Descript's Overdub uses AI text-to-speech technology to create an ultra-realistic clone of your voice, so you can create audio of your own voice just by typing. You can use Overdub to correct your audio without re-recording. You can even use Overdub to create voiceovers or other audio content from scratch.
Overdub is currently only available in English.
Creating your custom Overdub voice
Requirements
You will need:
- At least 10 minutes of recorded speech; we recommend 30 to 180 minutes for high-quality results.
- A Voice ID — this is the consent statement of the person whose voice is being submitted for training (i.e., you). The Voice ID will be recorded when you submit the voice for training; or you can add it to the beginning of your training session.
Creating a Voice from the Drive View
- Select the Voices tab on the left side of the Drive View.
- From the Overdub voices window, select + Create new voice.
- Name the voice and click Confirm.
- Add at least 10 minutes of sample audio to the training session's composition by:
- Uploading an existing recording — drag and drop a file from your computer onto the Script Editor to add it to your composition.
- Recording — record directly into Descript to provide an audio sample. Here’s a sample script you can use if you don’t have reference material.
- Copy and paste the script content from an existing Descript project into your training session.
- Once you have added your training audio, click Submit training data in the top right corner of the editor.
-
Record your Voice ID — press record and read the consent statement.
You will want the sample audio and Voice ID to be similar in quality. If the two differ significantly, your Overdub submission may be rejected.
-
Stop the recording and click Submit.
Your Overdub voice has now been submitted for training; we’ll notify you at the email associated with your Descript account once the voice is ready. Training can take up to 24 hours.
Creating a voice from an existing Descript project
- Open a project and find a composition with at least 10 minutes of sample audio of your voice.
- Click on the speaker label, scroll to the bottom of the list, and select New voice.
- Name the Overdub voice and select Next.
- Select the input device from the dropdown menu.
- Press the red Record button and read the consent statement.
You will want the sample audio and Voice ID to be similar in quality. If the two differ significantly, your Overdub submission may be rejected.

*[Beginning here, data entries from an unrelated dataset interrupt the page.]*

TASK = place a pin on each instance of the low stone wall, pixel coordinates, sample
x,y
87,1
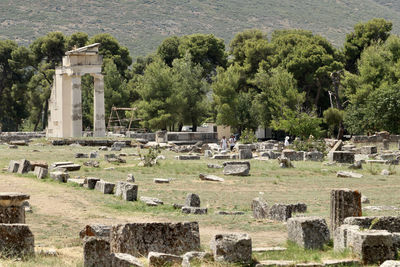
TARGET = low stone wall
x,y
88,142
14,136
151,137
192,137
374,138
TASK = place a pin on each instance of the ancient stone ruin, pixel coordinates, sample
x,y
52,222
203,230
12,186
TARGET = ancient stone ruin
x,y
65,104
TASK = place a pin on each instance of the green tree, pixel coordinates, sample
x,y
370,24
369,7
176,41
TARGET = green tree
x,y
233,106
169,49
373,93
158,105
278,91
110,48
76,40
311,59
191,90
333,117
364,35
205,49
14,76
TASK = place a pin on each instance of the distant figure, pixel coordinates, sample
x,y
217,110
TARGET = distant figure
x,y
232,141
287,141
223,143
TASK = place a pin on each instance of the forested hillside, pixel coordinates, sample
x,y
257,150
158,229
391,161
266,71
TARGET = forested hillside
x,y
142,24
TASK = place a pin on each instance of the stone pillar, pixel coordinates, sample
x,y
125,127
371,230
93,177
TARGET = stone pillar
x,y
386,144
344,203
99,129
161,137
76,103
11,209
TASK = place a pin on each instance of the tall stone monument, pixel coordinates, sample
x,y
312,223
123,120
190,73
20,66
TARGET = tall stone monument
x,y
65,104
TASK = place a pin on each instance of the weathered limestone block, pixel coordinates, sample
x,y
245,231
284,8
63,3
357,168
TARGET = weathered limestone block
x,y
369,150
24,166
390,264
41,172
13,166
157,259
90,182
373,246
151,201
260,208
208,153
245,154
231,248
127,191
12,214
11,208
274,263
81,155
280,212
341,236
96,252
293,155
188,157
388,223
59,176
314,156
308,232
194,210
16,240
341,156
298,207
344,203
285,162
209,177
96,230
105,187
194,256
192,200
125,260
138,239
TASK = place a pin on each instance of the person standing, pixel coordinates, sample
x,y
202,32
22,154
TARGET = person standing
x,y
232,141
223,143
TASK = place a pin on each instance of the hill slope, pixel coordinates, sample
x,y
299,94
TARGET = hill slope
x,y
142,24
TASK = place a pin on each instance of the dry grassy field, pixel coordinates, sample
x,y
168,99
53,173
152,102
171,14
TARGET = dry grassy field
x,y
60,211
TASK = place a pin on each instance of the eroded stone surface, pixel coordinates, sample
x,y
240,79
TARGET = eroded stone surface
x,y
138,239
96,252
308,232
127,191
157,259
16,240
232,248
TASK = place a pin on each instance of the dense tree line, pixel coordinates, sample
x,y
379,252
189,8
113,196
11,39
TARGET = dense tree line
x,y
292,80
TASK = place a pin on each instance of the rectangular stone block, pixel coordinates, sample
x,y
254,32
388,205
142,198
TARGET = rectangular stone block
x,y
105,187
12,214
41,172
96,252
235,248
24,166
280,212
127,191
90,182
341,156
16,240
138,239
373,246
344,203
245,154
308,232
13,166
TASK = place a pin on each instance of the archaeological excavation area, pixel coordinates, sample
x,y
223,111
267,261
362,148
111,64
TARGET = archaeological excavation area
x,y
150,201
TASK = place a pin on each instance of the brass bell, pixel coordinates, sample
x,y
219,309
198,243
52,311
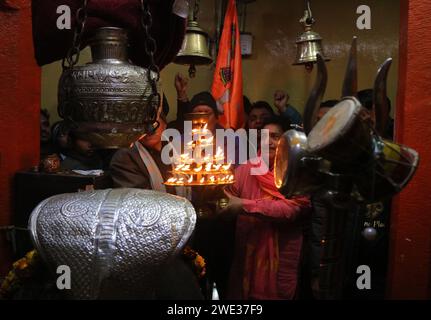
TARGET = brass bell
x,y
309,44
194,50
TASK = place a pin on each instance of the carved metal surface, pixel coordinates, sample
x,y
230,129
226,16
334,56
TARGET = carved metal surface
x,y
109,99
113,240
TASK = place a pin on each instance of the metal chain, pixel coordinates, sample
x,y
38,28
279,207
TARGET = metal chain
x,y
309,20
150,47
196,10
74,52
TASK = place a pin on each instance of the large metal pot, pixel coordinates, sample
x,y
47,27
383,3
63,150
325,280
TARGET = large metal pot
x,y
109,99
114,240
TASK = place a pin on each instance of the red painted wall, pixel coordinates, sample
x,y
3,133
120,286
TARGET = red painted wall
x,y
19,106
410,255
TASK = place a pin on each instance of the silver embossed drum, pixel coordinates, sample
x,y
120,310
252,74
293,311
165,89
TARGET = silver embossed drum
x,y
112,240
296,172
341,135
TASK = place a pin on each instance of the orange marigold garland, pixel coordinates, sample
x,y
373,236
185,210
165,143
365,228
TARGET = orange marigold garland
x,y
22,270
197,261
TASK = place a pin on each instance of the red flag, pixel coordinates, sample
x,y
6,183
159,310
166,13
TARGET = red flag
x,y
227,82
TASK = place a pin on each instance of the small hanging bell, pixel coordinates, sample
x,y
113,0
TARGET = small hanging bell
x,y
309,43
194,50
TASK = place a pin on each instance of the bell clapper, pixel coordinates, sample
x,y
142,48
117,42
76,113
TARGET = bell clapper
x,y
192,71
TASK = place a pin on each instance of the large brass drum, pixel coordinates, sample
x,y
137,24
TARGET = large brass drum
x,y
341,135
108,99
296,172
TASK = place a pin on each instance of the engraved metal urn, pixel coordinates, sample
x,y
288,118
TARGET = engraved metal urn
x,y
114,241
111,101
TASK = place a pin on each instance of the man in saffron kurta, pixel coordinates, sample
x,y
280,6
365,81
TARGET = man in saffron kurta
x,y
268,233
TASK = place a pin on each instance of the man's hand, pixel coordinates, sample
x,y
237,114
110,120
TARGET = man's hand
x,y
280,100
181,83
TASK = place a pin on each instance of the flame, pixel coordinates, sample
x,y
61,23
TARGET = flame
x,y
186,167
227,166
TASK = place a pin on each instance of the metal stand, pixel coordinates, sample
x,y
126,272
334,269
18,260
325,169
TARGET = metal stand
x,y
335,199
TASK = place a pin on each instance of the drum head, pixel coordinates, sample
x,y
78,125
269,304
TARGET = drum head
x,y
334,125
392,169
292,175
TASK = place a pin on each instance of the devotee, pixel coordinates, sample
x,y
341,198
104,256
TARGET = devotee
x,y
285,110
268,237
141,165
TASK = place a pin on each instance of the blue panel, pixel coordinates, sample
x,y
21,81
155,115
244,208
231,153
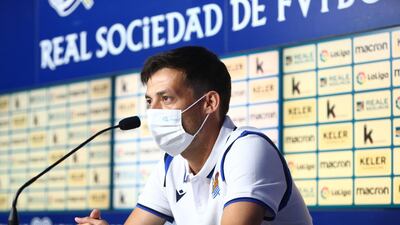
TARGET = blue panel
x,y
272,24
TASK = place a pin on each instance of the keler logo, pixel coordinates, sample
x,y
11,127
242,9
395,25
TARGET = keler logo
x,y
324,55
66,7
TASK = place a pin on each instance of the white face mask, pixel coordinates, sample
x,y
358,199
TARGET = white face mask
x,y
167,130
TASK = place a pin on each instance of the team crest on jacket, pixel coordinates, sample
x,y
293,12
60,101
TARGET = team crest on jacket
x,y
215,187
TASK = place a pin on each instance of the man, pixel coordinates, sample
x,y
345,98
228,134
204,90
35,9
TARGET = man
x,y
212,172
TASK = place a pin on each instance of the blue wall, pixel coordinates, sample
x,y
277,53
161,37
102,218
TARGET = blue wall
x,y
19,70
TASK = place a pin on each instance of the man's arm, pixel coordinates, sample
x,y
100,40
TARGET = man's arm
x,y
243,213
142,217
137,217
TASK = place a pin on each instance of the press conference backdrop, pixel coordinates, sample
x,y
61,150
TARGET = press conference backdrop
x,y
327,95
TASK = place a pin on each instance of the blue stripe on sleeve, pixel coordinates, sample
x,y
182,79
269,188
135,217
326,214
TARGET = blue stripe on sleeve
x,y
152,211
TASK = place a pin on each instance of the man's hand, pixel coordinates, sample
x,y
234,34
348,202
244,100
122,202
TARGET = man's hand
x,y
93,219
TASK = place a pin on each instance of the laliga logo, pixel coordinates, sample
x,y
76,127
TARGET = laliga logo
x,y
38,221
361,78
398,102
325,192
66,7
324,55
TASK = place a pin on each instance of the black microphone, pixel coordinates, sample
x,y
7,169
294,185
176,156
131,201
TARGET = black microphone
x,y
125,124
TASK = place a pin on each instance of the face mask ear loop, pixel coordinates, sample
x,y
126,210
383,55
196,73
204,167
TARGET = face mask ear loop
x,y
204,121
194,103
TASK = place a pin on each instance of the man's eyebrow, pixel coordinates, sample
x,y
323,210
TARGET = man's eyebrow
x,y
160,93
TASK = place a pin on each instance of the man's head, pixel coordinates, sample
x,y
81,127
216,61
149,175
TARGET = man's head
x,y
201,69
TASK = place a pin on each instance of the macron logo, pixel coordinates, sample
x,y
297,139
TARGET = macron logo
x,y
179,194
66,7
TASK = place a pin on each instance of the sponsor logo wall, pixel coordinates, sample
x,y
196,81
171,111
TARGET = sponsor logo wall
x,y
38,127
340,125
337,103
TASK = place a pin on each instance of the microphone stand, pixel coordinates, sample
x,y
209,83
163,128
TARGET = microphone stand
x,y
13,217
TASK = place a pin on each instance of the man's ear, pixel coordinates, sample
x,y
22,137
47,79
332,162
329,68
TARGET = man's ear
x,y
213,102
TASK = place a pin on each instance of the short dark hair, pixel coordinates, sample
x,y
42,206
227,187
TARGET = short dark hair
x,y
203,71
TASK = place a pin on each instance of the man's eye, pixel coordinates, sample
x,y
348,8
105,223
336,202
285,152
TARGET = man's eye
x,y
166,98
148,101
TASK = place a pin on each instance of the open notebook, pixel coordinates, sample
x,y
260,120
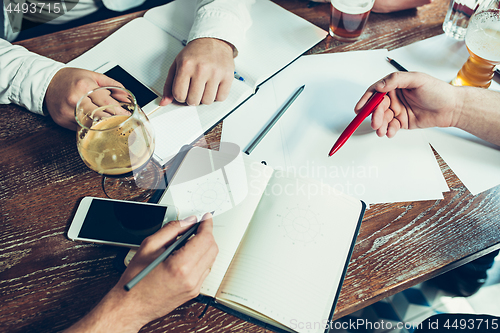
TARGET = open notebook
x,y
147,46
284,242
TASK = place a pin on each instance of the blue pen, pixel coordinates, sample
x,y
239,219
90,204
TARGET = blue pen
x,y
238,77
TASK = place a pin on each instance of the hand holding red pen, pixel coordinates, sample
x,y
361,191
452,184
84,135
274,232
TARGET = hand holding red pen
x,y
412,100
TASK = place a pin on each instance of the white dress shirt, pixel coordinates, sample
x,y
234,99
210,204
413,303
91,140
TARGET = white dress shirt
x,y
25,76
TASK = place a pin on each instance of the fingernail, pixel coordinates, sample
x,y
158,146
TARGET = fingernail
x,y
188,221
206,216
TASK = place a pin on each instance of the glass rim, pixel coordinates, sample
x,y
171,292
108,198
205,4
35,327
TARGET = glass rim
x,y
134,101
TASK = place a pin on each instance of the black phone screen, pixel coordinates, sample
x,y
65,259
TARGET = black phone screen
x,y
142,93
121,222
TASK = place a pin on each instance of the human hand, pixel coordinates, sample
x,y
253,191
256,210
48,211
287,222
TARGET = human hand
x,y
201,73
67,87
388,6
413,100
172,283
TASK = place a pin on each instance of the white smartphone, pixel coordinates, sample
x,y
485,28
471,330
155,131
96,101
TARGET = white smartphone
x,y
118,222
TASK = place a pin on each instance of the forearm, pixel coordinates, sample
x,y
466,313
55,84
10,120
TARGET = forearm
x,y
227,20
480,113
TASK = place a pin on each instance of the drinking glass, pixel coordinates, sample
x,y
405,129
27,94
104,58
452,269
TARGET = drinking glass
x,y
116,139
483,43
348,18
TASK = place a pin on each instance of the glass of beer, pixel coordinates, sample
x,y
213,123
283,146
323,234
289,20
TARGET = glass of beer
x,y
116,139
348,18
483,42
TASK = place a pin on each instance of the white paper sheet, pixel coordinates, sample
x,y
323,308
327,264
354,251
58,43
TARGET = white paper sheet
x,y
367,167
474,161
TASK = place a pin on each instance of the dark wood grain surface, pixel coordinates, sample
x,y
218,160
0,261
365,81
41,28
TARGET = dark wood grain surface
x,y
47,282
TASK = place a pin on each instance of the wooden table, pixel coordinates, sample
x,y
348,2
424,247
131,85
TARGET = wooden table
x,y
48,282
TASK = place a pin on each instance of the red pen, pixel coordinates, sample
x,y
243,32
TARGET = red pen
x,y
365,111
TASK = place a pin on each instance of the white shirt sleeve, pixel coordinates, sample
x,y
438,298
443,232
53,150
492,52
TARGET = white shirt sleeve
x,y
227,20
24,76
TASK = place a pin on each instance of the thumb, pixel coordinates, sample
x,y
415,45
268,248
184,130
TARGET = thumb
x,y
396,80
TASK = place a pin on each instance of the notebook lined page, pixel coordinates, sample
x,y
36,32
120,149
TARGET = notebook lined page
x,y
190,195
290,262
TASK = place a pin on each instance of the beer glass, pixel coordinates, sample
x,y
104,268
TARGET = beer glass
x,y
483,43
116,140
348,18
457,18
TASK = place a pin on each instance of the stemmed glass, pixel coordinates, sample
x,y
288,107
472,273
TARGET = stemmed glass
x,y
116,139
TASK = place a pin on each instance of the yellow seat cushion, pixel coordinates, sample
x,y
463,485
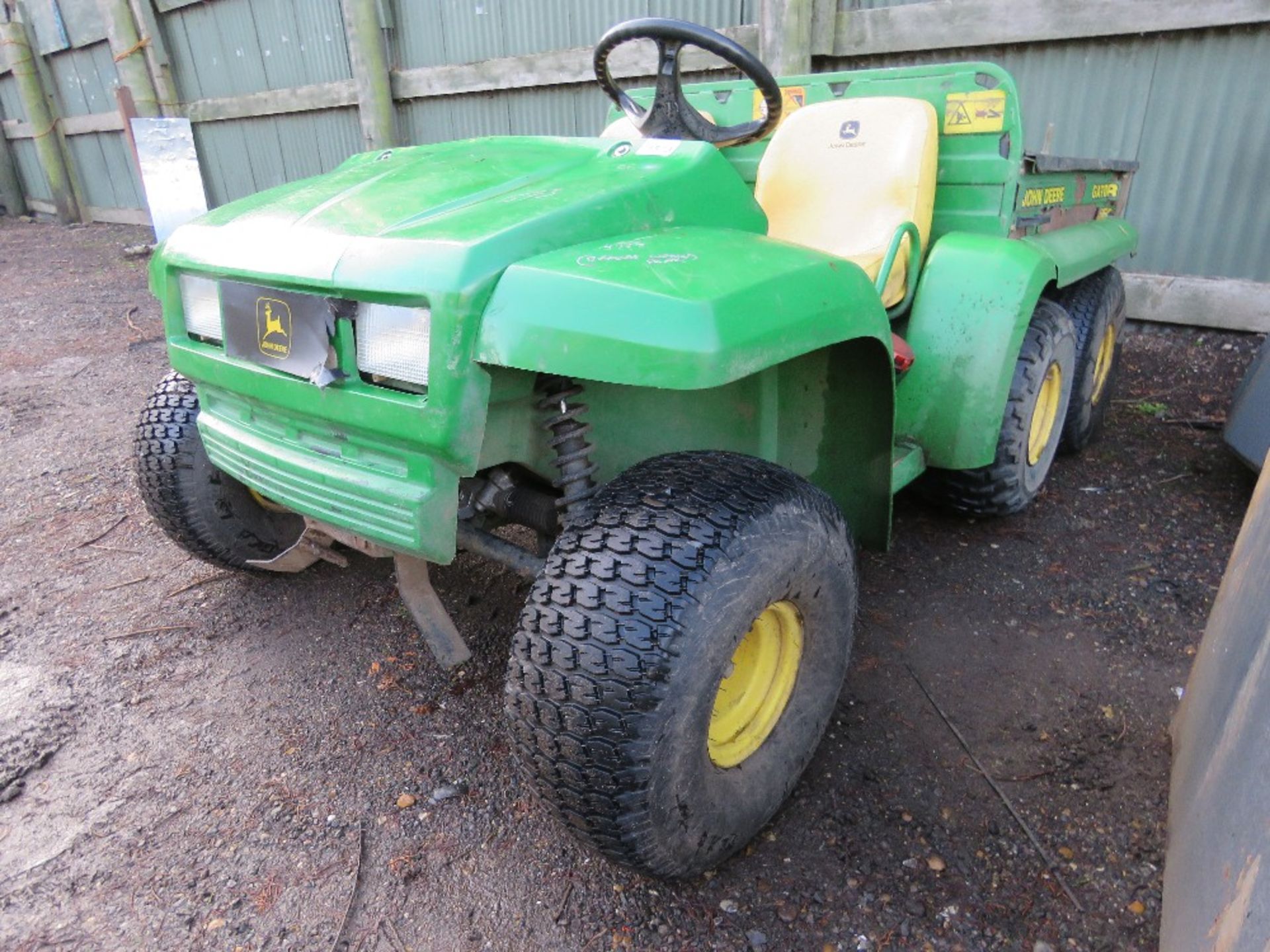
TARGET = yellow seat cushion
x,y
841,177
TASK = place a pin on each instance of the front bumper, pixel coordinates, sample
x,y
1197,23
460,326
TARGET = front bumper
x,y
349,477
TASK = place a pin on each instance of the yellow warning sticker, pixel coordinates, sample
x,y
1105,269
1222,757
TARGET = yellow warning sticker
x,y
982,111
792,98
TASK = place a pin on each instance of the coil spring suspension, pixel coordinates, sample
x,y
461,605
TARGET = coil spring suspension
x,y
568,441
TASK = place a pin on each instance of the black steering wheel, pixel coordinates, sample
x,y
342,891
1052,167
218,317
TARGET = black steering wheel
x,y
671,116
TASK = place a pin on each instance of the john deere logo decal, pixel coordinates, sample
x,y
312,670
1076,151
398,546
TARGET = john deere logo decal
x,y
273,328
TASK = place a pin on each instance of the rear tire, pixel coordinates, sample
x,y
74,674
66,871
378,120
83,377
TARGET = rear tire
x,y
1031,430
614,684
1096,307
204,510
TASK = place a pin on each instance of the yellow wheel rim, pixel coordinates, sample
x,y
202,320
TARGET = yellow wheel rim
x,y
1044,414
1103,364
752,696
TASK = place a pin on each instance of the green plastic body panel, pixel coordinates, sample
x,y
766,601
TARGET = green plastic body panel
x,y
978,175
826,415
683,309
1082,249
974,301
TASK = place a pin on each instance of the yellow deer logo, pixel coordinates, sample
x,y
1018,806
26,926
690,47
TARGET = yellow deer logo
x,y
273,327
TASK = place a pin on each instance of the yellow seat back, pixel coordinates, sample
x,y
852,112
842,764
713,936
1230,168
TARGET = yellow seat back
x,y
841,177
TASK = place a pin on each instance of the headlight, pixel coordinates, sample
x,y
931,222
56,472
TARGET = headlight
x,y
393,342
201,301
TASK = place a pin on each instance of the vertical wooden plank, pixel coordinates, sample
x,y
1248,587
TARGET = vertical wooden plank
x,y
157,56
130,59
785,36
368,56
21,56
11,186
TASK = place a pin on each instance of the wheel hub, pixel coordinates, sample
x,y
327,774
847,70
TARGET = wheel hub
x,y
753,694
1103,364
1044,414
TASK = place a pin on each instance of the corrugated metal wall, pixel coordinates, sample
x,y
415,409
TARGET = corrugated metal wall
x,y
1191,107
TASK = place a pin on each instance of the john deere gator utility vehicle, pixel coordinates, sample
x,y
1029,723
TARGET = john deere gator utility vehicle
x,y
695,356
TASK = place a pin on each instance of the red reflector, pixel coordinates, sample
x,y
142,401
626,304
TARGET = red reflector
x,y
905,354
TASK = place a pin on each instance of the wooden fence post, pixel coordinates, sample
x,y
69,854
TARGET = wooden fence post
x,y
128,51
22,63
11,186
785,36
367,52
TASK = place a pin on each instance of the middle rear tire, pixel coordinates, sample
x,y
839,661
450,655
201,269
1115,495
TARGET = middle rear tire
x,y
680,656
1031,429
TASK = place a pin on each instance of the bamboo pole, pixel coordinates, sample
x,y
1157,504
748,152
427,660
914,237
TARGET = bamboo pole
x,y
367,52
21,56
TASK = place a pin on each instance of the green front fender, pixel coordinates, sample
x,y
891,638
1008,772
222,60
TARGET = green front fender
x,y
973,305
683,309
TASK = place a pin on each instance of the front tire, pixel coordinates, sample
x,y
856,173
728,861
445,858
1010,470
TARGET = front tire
x,y
204,510
680,656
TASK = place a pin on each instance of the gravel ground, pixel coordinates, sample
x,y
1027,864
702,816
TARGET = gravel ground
x,y
194,760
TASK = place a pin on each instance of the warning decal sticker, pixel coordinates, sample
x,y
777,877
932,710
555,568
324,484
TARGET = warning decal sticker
x,y
982,111
792,98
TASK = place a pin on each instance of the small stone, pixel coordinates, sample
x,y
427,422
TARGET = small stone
x,y
448,791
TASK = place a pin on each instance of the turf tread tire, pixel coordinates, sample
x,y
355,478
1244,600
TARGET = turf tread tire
x,y
1093,302
1009,483
204,510
592,676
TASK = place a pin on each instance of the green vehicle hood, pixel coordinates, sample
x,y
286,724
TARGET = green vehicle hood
x,y
448,218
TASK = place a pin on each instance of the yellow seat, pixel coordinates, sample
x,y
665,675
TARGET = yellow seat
x,y
841,177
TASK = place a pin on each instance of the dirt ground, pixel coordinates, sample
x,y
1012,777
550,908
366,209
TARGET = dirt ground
x,y
194,760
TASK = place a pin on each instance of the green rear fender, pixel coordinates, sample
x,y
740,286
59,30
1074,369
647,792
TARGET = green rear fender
x,y
974,301
683,309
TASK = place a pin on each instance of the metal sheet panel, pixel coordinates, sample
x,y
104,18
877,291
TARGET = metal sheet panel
x,y
1218,862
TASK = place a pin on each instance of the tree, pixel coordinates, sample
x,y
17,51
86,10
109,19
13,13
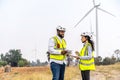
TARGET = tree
x,y
15,56
117,52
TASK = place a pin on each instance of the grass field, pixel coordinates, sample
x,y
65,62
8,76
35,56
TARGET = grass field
x,y
110,72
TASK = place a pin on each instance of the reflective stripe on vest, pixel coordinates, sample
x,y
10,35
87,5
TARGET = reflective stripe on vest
x,y
86,64
59,46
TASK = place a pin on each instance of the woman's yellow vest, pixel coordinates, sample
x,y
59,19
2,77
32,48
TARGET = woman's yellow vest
x,y
86,64
59,45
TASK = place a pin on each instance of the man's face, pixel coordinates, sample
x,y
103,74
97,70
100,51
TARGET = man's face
x,y
61,33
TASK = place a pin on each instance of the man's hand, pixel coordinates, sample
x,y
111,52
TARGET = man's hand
x,y
77,53
63,52
77,57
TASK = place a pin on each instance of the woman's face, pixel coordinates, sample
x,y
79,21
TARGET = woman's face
x,y
83,39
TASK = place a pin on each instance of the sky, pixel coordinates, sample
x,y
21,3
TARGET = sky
x,y
28,25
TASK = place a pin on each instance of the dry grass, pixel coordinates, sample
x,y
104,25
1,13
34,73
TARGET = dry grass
x,y
72,73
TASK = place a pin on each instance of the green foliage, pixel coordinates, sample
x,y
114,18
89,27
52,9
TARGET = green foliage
x,y
14,58
3,63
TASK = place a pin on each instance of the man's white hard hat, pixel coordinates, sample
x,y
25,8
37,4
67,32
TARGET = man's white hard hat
x,y
86,34
60,28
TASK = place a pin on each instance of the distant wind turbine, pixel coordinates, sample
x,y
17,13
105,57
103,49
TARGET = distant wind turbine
x,y
96,7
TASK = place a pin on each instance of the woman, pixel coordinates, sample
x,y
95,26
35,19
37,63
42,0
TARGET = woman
x,y
86,56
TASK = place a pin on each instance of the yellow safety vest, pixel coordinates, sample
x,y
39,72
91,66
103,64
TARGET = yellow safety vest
x,y
58,46
86,64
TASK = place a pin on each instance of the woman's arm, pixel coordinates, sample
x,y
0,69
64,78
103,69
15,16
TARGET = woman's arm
x,y
89,56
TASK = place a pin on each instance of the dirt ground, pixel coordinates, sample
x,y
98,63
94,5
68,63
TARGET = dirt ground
x,y
110,72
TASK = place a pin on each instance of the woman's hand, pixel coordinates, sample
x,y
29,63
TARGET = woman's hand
x,y
77,53
77,57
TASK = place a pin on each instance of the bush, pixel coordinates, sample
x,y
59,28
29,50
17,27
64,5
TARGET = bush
x,y
3,63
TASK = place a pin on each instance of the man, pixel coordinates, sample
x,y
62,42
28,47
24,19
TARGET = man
x,y
57,50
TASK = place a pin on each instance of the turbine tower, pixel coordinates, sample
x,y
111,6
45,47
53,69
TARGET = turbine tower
x,y
96,7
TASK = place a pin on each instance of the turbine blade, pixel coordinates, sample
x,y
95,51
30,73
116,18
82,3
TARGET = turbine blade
x,y
94,2
106,12
84,16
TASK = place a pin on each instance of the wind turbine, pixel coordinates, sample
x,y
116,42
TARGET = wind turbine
x,y
96,7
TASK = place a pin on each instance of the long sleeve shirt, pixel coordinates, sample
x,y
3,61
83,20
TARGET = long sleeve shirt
x,y
89,56
53,51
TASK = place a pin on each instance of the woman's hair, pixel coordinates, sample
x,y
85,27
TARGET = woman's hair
x,y
91,42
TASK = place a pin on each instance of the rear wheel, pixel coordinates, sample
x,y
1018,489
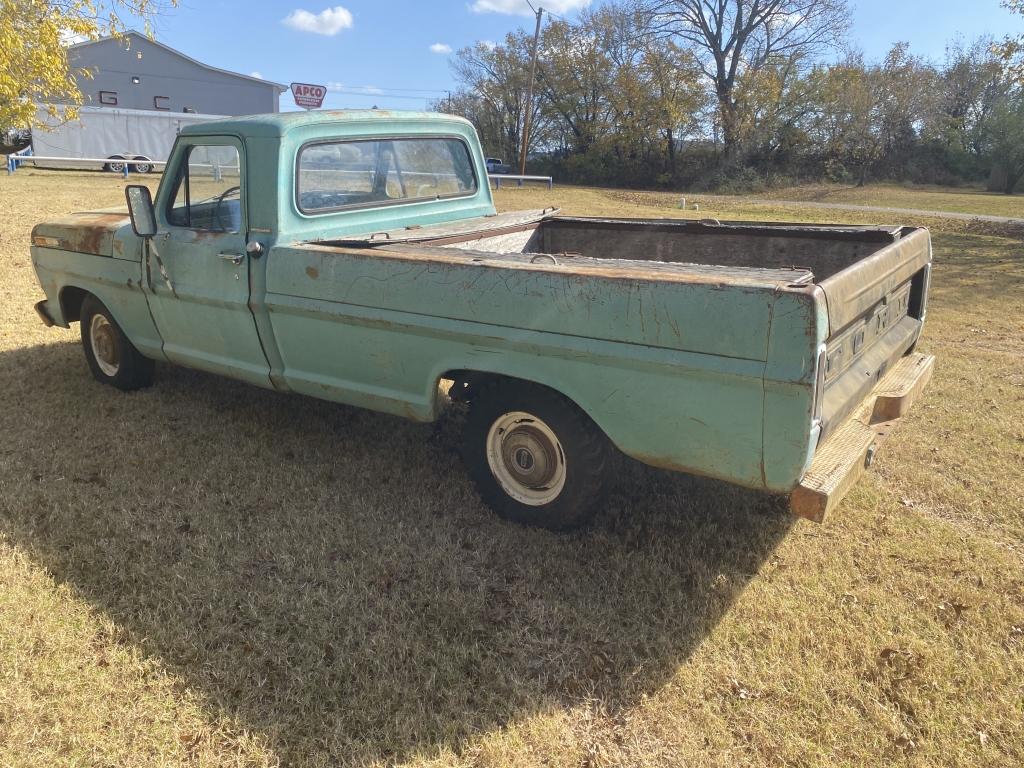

- Stop the recording and click Submit.
Your Overdub voice has now been submitted for training; we’ll notify you at the email associated with your Descript account once the voice is ready. Training can take up to 24 hours.
Tips for getting a high-quality voice
- Consistency — by far the best way to make your Overdub voice as realistic as possible, and to ensure it blends as closely as possible with the audio in your content, is to use training audio that matches as closely as possible with the audio in the content you’ll be editing.
For best results, import audio from past recording sessions or copy-paste from your existing Descript projects. Keep in mind that there is no limit to the number of Overdub voices you can create. You can always create multiple versions of a voice for different contexts (e.g., outdoor, in-studio) and emotional states (e.g., excited, depressed).
- Quality — high-quality source audio leads to more realistic Overdub voices. For example, using an external mic and recording in a quiet room will produce a higher quality Overdub voice than using a laptop microphone in a loud coffee shop.
- Quantity — we can create an Overdub voice with as little as 10 minutes of sample audio, but we recommend submitting at least 30 minutes. Please see our reference guide for more information. Remember, you can always add recorded or new audio to a training session and resubmit it for training.
- If you are uploading multiple recordings to your training session, make sure that the audio quality and conditions — your mic, the amount of background noise, and the way you speak — are similar between the uploaded files.